PhD student wins 2019 Intelligent Water Systems Challenge
Kate Newhart, a PhD student in environmental engineering at Colorado School of Mines, won first place in the 2019 Intelligent Water Systems Challenge.
Newhart’s winning presentation, “A Utility Perspective: Practical Considerations of Operating and Advancing Ammonia-Based Aeration Control,” focused on a collaborative wastewater research project that included Mines, the Boulder (Colorado) Water Resource Recovery Facility, Baylor University and consultants Carollo Engineers.
The goal of the project was to develop and integrate a data-driven predictive tool to forecast ammonia concentration halfway through an activated sludge bioreactor in a water reclamation facility in Boulder that processes 25 million gallons of wastewater per day.
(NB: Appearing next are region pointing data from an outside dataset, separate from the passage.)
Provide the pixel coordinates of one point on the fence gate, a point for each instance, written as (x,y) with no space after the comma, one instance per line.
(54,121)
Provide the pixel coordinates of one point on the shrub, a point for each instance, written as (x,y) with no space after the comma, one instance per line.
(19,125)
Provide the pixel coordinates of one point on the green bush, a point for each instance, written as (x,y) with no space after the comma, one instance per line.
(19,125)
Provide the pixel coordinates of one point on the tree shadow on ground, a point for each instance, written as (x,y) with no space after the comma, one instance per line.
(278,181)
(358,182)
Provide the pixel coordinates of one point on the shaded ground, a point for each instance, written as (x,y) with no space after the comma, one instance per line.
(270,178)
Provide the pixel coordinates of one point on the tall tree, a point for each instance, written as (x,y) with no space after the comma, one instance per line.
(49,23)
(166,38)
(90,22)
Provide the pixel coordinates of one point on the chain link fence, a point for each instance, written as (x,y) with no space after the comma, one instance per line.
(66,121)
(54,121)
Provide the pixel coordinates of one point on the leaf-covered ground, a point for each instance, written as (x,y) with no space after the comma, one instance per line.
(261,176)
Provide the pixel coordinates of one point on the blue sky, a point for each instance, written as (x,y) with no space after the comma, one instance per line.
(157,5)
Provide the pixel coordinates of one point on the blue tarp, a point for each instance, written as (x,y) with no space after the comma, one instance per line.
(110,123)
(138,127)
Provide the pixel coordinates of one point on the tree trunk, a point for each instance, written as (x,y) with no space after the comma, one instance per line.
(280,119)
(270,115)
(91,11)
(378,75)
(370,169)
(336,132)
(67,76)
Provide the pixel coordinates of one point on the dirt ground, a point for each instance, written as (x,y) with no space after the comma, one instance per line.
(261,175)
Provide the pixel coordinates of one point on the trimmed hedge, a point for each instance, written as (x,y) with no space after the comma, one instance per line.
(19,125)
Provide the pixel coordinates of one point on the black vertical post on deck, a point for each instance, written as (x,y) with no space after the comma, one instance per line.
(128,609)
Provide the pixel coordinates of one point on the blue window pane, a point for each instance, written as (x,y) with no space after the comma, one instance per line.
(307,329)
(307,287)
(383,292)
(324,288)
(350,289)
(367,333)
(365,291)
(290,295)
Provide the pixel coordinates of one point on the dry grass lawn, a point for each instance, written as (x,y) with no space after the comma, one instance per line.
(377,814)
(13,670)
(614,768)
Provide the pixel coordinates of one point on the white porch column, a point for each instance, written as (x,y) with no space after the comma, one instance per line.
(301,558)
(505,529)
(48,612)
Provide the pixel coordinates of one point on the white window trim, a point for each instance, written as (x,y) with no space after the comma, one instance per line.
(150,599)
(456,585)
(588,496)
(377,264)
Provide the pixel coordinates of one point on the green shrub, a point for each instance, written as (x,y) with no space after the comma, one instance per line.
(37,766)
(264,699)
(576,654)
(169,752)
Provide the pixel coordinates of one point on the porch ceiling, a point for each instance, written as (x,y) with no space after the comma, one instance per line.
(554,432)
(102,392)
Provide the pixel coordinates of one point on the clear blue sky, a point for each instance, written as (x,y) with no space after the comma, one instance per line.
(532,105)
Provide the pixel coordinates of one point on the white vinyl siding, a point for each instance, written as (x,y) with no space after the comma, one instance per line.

With the tool, the team was able to very accurately forecast the concentration 50 minutes ahead of the measuring point in the bioreactor, increasing process stability by at least 12 percent, reducing energy consumption, and reducing wear on critical equipment in the facility. Managers and operators at the Boulder Water Resource Recovery Facility have already agreed to integrate the tool into the control system of the facility.
The competition, hosted by the Leaders Innovation Forum for Technology (LIFT), a joint effort of the Water Environment Federation and the Water Research Foundation, took place during the WEFTEC Conference in Chicago on September 23.
Newhart is advised by Tzahi Cath, professor of civil and environmental engineering.